Previous discussion here: https://news.ycombinator.com/item?id=1346711
And here: https://news.ycombinator.com/item?id=2253336
The first thing I did after the Snowden leaks was read through the entire thing and after doing so I really wished I had done this years earlier. There's very few books that I think should be required reading across the board for software engineers, but this is one that I do think everyone writing code should read every page of.
In general, the authors seem to subscribe to "crypto is black magic" school of thought, which doesn't make for good pedagogy.
I found the course pretty hard as programmer with a strong interest in crypto, but no formal CS/maths background. The coding pieces were fairly straightforward, but the maths hurt.
It is in my "summer reading" pile.
x |= MAC_computed[i] − MAC_computed[i];
x |= MAC_computed[i] − MAC_received[i];
x |= MAC_computed[i] ^ MAC_received[i];
For example, is the suggested key size still the same as 2010?
Considering this, what do you think has changed in the past 5 years? Eg the slides mention SHA3 as a future option, now it is finalized and afaik usable.
There is also one interesting thing about SHA3 which I learned recently, namely that it can apparently be easily used as MAC too:
> Unlike SHA-1 and SHA-2, Keccak does not have the length-extension weakness, hence does not need the HMAC nested construction.

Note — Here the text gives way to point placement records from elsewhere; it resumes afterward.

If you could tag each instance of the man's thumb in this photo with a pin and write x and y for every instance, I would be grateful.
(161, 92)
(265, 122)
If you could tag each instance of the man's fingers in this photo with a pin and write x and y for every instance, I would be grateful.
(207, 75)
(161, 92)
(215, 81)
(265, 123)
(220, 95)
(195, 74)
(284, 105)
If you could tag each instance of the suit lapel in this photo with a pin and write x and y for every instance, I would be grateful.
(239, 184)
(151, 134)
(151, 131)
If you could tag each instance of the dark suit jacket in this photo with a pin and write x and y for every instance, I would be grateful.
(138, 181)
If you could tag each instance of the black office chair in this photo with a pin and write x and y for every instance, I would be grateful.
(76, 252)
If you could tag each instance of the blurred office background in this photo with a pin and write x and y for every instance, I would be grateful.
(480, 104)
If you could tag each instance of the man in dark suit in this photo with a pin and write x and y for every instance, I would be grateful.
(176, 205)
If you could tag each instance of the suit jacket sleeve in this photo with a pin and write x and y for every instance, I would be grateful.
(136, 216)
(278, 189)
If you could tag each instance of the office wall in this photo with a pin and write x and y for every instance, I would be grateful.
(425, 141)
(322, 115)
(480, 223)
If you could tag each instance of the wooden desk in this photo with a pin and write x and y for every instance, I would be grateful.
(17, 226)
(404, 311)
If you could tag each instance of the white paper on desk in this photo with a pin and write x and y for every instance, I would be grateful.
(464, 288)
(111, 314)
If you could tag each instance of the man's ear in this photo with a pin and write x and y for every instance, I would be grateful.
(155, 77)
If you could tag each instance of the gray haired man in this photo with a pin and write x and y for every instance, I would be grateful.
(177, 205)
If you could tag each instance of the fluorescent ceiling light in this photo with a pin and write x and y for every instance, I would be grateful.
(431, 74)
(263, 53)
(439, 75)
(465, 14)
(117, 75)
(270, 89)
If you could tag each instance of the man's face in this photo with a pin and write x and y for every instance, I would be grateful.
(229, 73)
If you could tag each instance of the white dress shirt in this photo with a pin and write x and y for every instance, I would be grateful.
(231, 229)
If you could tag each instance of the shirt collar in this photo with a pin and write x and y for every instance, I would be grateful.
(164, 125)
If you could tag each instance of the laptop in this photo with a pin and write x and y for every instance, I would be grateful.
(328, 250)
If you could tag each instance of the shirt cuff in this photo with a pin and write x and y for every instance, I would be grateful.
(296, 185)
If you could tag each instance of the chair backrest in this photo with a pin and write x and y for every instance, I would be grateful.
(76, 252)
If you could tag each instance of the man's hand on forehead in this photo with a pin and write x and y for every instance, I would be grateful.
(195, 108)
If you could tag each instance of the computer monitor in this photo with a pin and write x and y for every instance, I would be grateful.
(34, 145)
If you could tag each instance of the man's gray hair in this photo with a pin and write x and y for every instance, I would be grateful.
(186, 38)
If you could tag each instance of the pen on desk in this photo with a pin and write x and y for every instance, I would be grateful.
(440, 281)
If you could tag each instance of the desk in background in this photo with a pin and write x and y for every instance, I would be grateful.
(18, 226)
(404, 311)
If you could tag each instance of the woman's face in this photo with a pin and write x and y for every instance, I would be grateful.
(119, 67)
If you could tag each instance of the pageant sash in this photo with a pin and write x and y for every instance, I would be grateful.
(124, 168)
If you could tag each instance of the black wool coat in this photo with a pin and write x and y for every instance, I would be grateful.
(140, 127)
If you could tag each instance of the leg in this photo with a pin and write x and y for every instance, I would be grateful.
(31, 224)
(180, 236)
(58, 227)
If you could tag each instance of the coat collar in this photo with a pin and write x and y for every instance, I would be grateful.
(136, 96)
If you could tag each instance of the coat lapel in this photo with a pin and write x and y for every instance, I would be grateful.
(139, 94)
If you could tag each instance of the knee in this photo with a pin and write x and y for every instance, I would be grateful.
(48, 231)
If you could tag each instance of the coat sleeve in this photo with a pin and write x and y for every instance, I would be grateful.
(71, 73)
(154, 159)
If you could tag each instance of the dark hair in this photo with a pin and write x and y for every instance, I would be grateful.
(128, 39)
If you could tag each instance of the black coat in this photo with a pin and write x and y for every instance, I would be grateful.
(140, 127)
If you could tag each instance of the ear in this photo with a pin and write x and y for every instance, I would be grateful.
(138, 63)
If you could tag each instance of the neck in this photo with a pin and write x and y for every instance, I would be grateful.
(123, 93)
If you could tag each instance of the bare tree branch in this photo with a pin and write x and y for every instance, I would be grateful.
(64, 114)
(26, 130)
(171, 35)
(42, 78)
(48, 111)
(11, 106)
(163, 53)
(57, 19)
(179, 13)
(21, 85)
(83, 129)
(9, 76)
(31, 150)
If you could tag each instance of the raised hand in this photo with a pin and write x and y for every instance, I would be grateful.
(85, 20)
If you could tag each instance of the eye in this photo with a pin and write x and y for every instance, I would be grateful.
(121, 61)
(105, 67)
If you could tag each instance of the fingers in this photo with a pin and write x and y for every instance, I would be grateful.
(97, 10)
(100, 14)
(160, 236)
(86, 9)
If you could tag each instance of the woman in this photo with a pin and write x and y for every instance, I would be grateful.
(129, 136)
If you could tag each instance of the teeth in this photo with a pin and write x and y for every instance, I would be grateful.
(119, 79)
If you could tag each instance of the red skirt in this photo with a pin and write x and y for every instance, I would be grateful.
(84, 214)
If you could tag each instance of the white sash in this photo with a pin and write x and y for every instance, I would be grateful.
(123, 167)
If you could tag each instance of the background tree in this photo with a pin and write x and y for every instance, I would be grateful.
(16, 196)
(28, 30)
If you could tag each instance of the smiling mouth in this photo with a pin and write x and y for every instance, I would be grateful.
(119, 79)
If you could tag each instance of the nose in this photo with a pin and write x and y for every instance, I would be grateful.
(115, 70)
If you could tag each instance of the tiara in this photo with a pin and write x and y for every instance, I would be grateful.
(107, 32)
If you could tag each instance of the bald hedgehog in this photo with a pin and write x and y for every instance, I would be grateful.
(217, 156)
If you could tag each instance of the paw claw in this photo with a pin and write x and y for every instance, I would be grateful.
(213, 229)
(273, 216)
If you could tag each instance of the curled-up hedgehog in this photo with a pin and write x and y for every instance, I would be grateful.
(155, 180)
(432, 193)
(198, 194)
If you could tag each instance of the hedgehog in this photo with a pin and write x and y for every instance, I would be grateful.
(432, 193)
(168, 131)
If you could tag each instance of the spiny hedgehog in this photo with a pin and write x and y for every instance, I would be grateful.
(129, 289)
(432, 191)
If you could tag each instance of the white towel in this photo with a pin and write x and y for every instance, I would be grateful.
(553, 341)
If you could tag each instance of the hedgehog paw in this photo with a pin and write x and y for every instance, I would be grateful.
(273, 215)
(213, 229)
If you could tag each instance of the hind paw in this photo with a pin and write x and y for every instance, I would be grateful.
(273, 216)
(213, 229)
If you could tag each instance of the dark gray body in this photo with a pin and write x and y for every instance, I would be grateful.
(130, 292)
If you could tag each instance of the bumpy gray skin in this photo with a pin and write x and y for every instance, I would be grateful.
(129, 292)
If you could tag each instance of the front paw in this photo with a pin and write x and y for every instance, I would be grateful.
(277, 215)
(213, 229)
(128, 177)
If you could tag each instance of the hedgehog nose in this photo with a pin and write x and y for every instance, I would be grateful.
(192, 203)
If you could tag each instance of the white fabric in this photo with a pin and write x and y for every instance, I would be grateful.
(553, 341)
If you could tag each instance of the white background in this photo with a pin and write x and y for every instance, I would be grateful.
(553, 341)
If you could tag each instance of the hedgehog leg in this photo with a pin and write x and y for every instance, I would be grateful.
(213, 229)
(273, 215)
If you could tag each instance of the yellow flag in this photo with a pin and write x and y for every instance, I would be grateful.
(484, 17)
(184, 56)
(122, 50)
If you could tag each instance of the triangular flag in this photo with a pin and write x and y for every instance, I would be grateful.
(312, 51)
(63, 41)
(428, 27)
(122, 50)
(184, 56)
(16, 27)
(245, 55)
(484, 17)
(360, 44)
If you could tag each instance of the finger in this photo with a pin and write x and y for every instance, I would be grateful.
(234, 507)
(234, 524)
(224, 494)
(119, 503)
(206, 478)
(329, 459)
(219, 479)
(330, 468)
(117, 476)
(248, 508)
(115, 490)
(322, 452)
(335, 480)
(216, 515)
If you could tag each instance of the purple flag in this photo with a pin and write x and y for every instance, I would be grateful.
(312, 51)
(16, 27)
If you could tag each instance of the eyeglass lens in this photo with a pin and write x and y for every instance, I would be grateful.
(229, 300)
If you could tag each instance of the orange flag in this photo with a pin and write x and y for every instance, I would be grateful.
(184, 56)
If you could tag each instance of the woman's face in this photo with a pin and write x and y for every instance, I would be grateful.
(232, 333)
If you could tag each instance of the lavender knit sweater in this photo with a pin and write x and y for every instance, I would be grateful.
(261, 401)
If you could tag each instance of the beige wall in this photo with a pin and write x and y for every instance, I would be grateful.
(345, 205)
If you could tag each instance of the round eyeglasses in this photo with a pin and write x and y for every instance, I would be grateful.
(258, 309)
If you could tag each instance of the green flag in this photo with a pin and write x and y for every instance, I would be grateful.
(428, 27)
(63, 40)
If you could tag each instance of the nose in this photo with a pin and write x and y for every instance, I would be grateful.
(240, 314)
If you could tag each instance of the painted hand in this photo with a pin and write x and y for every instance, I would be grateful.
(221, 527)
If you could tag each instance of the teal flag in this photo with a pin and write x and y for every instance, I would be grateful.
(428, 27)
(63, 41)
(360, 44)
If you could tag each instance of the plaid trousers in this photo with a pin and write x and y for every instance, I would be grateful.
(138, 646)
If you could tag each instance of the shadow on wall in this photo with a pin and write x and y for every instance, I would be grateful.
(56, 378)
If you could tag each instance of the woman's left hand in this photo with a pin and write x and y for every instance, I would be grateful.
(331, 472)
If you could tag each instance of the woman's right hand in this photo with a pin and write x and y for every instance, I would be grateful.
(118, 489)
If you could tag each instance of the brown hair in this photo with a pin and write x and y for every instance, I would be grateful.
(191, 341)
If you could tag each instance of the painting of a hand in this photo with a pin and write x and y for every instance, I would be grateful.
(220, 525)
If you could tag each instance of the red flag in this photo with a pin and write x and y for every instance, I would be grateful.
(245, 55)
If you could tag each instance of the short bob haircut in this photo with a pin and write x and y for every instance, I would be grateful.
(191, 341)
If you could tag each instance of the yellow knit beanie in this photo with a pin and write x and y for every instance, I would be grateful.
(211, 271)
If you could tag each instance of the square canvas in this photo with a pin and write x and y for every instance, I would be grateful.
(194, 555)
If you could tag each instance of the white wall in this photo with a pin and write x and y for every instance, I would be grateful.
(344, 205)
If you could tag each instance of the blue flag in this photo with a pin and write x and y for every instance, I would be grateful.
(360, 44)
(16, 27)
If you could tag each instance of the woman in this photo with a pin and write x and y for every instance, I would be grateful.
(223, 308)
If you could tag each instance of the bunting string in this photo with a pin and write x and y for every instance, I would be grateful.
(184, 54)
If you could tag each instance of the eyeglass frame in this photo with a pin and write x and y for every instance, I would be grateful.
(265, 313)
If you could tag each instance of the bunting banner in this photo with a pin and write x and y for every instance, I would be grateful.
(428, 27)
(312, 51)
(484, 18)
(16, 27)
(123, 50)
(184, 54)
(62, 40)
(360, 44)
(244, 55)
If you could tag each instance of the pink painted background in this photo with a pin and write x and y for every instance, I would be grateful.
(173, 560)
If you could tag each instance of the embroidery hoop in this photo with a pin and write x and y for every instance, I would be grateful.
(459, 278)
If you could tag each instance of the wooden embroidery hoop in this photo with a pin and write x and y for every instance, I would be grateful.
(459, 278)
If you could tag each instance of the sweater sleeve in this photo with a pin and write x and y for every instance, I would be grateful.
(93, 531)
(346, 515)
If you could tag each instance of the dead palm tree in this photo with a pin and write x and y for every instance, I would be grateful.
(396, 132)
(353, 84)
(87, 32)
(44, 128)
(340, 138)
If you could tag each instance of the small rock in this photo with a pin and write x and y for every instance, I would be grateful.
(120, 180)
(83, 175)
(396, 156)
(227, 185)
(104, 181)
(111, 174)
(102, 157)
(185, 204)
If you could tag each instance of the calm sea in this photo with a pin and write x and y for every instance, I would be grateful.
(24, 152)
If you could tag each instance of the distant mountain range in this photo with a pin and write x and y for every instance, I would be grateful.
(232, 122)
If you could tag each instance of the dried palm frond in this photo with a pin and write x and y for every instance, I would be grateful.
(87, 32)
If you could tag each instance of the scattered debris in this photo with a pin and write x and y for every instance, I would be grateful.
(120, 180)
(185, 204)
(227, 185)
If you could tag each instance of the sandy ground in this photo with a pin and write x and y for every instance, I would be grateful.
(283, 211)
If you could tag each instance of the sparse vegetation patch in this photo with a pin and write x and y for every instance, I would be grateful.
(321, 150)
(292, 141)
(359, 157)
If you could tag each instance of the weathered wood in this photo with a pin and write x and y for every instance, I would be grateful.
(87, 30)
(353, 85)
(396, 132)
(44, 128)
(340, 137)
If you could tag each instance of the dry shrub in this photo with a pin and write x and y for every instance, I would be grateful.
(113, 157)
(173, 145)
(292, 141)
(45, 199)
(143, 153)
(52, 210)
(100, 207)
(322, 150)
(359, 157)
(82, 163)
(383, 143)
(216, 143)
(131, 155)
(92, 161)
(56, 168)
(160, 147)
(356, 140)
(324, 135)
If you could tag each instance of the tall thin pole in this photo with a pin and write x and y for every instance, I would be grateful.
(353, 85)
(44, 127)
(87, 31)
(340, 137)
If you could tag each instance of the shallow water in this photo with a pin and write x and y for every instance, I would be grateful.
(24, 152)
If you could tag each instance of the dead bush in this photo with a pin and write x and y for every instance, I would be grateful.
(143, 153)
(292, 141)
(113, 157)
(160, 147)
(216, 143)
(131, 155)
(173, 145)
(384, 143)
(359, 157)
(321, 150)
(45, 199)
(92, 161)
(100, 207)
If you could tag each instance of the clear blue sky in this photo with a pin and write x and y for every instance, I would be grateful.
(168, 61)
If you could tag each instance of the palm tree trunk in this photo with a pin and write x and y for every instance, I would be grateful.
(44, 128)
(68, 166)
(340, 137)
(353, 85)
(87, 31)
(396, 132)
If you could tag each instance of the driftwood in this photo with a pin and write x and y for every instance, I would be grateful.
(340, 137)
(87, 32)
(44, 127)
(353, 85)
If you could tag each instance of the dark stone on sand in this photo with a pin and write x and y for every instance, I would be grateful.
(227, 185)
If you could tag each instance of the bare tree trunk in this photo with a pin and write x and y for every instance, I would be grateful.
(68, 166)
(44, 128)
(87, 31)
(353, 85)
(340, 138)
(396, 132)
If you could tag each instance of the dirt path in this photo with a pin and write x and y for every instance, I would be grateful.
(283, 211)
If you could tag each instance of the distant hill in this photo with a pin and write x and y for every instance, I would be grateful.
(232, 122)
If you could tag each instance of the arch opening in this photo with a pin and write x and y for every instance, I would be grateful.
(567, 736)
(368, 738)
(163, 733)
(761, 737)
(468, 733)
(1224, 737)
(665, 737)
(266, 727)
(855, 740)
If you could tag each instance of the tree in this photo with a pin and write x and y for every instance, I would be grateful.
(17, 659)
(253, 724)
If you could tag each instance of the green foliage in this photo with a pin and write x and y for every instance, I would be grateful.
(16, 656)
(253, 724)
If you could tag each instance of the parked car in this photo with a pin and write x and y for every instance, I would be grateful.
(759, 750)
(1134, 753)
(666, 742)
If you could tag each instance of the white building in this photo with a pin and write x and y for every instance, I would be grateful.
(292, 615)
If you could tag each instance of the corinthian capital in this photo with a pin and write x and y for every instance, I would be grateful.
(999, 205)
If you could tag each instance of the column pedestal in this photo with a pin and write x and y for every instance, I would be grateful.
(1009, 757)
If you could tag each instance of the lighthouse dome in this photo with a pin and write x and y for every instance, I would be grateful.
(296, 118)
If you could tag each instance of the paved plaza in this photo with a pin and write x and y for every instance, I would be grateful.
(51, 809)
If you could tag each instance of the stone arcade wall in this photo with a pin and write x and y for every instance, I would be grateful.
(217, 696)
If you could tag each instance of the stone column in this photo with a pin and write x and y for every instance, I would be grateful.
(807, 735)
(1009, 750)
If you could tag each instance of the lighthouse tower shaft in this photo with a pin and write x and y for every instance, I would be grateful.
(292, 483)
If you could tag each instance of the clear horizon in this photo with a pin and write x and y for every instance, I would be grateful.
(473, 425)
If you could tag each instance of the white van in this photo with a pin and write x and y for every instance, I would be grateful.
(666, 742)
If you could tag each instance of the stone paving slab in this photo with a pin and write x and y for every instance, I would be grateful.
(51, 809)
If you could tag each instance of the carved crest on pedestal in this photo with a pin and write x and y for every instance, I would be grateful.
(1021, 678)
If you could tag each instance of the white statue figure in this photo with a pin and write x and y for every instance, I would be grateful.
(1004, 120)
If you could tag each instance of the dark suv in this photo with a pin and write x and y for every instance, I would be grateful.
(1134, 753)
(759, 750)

Instead, MAC computation can be performed by simply prepending the message with the key
In this light, do you think it would be reasonable to add exception for "DON’T: Try to use a hash function as a symmetric signature." rule?
Another thing is that ECC seems to be on the rise (or is it just my perception?). Do you think a revised slide set would include something more about elliptic curves?
Not much has changed. I still think SHA3 is worth considering 5-10 years into the future; five years ago I was concerned about the implications of MD5 and SHA1 breaks on SHA2, but the lack of recent progress makes me happier with staying on SHA2 while SHA3 gets more analysis.
do you think it would be reasonable to add exception for "DON’T: Try to use a hash function as a symmetric signature." rule?
I mentioned this in the talk; even with SHA3 you need to be careful, since a simple "append and hash" would result in MAC("key", "data") == MAC("keyd", "ata"), which breaks the MAC assumptions. Yes, you can use SHA3 as a MAC, but make sure you know what you're doing.
ECC seems to be on the rise (or is it just my perception?). Do you think a revised slide set would include something more about elliptic curves?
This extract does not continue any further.